At Paris Fashion Week, for example, the Switzerland-based fashion house Akris presented a 2016 Spring-Summer Collection of garments based on Sou Fujimoto's architectural work. The "Forest of Music" blouse reflects inspiration drawn from Fujimoto's work in Hungary, where he designed a music performance space planned for 2018 in Budapest City Park as part of one of the largest museum projects in Europe.

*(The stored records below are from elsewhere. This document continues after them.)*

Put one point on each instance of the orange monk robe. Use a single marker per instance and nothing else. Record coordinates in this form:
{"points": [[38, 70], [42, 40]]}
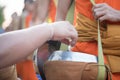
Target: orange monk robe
{"points": [[85, 7], [52, 11], [25, 69], [28, 20]]}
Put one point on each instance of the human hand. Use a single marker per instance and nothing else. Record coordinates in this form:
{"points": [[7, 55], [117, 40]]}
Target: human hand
{"points": [[63, 31], [104, 12]]}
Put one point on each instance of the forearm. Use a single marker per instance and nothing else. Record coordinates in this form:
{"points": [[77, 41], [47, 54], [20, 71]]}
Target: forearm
{"points": [[18, 44], [62, 9]]}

The mushroom-like structure – and the fashions – deliver that airy feel of barely-there buildings that Fujimoto designs in a creative range of materials and styles. In Budapest, that means glass walls and lightwells in a lightweight "smart" canopy that allows beams of sunlight to pool in the interior space.
Images: Akris
Fujimoto's use of aluminium cubes for a 2014 art installation in Paris is visible on the runway, too, in a casual two-piece outfit designed to capture the "Many Small Cubes" effect of nomadic structures that the architect aligned with nature in this inviting, open shelter. The livable art was made from hand-cut pieces of aluminium supported on a steel frame, with trees placed within it. According to Fujimoto, this layout "creates a new experience of space, a rhythm of flickering shadows and lights like the sun filtering through leafy trees." Because the cubes are reflective, they also mirrored colors, patterns and other images created by artist Patrick Rimoux that were beamed onto the carefully balanced surfaces from a nearby projector.

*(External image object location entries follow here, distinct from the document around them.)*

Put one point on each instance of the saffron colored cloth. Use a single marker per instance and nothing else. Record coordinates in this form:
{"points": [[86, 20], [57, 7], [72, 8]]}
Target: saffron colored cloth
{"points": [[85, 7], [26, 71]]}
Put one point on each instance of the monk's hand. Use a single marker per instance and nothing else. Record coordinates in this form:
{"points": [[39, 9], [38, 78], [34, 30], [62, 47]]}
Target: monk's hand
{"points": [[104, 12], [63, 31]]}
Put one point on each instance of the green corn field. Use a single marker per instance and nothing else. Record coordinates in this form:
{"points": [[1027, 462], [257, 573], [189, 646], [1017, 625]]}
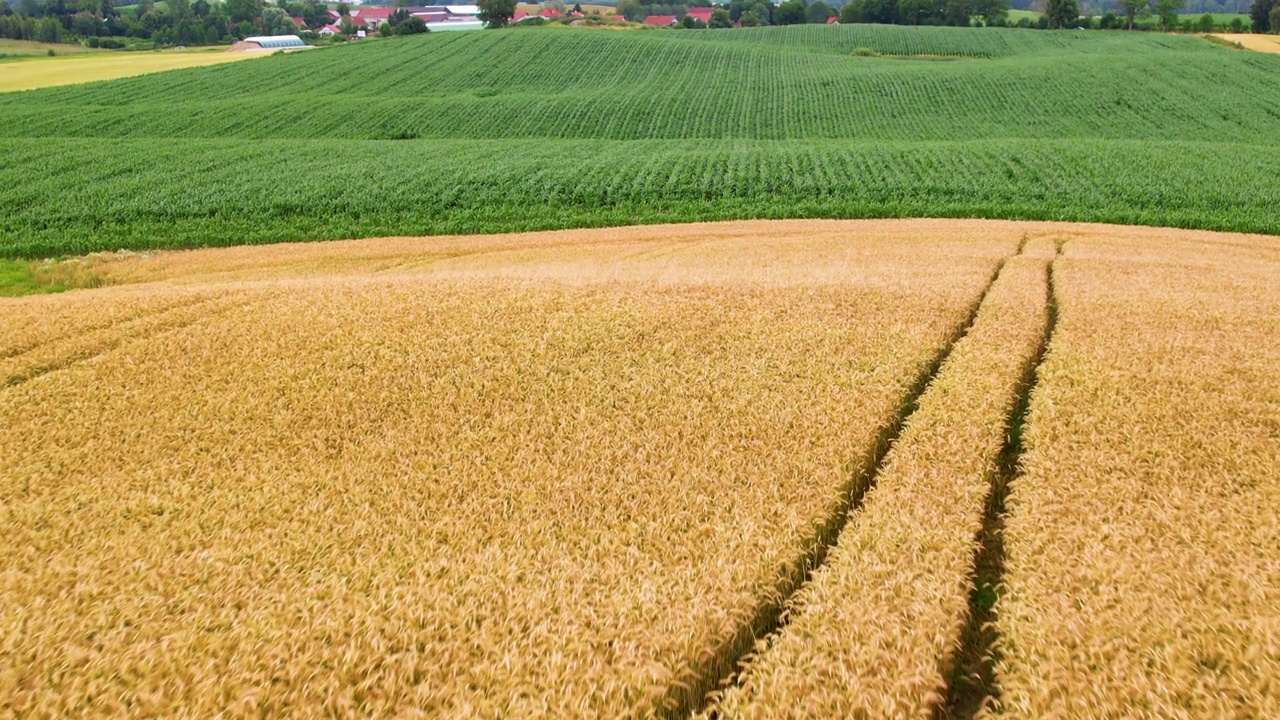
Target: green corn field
{"points": [[535, 130]]}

Whether in his artistic creations, or in his fully functional commercial and residential architectural work, Fujimoto designs buildings – often in geometric forms – that evoke a sense of texture in lattice and lace.
Images: Simone Bossi
That design signature is repeated in the Akris interpretation of the Naoshima Pavilion, in a technomesh skirt that shares its name with a temporary stainless-steel installation in Kagawa Prefecture, Japan. The pavilion is a centerpiece of this year's Setouchi Triennale 2016, an acclaimed three-season celebration of international art held on 12 Japanese islands of the Seto Inland Sea. The nearby Setonomori Houses, a series of 13 small cube homes nestled on a hillside, make a fashion statement as a two-piece ensemble – but as author Fred Bernstein notes, that fresh look is based on a Japanese style nearly 400 years old.

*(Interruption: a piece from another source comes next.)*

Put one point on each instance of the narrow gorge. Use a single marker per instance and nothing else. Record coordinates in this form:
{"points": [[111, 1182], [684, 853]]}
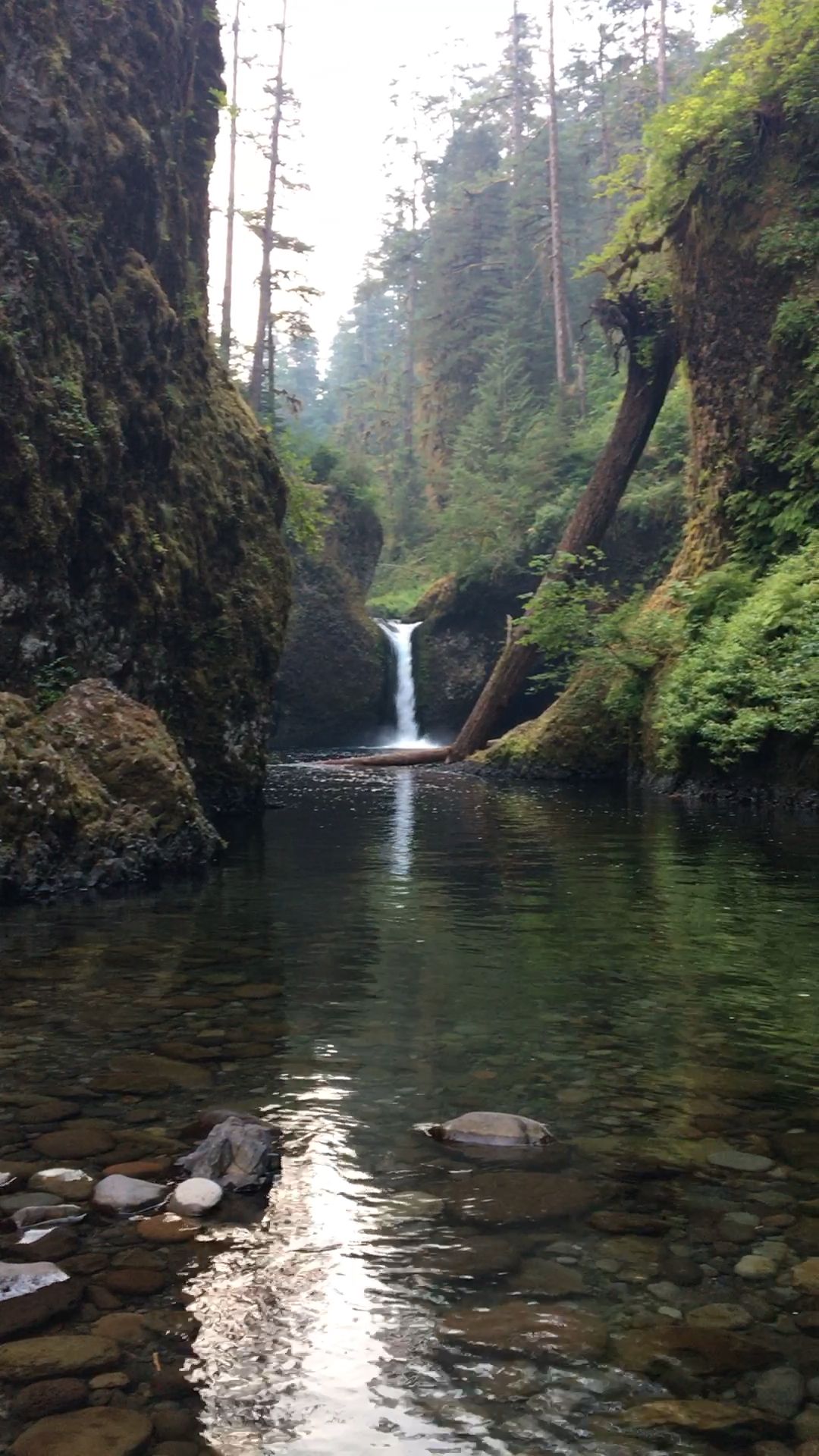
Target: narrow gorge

Image: Manal Rachdi OXO Architectes + Sou Fujimoto Architects
The Japanese rely less on permanent walls and single-purpose rooms filled with furniture, in part because of a history in which housing and décor featured sliding paper screens, mats and free space. Fujimoto and other Japanese architects embrace that design tradition today in wood, aluminium and other materials that, when applied to architectural concepts, deliver what Bernstein describes as jungle-gym dwellings. That's precisely the feel of the 2013 Serpentine Gallery Pavilion, a transparent structure constructed in a grid of white poles which was displayed at Kensington Gardens in London – and it's the look of a white Akris outfit that uses Fujimoto's red design sketches as detail in its matching bag, too.

Paris has not seen the last of Fujimoto's work. Reinventer.paris selected Fujimoto as one of 23 architects to build on selected sites across the city, and his winning "Mille Arbres" concept is slated for a city-owned plot designated as part of the Porte Maillot district renewal plan. The breathtaking concept weaves 1,000 trees into a sweeping bridge building that spans the road beneath while keeping the continuity of commitment to sustainability and innovation in its materials and intended purpose.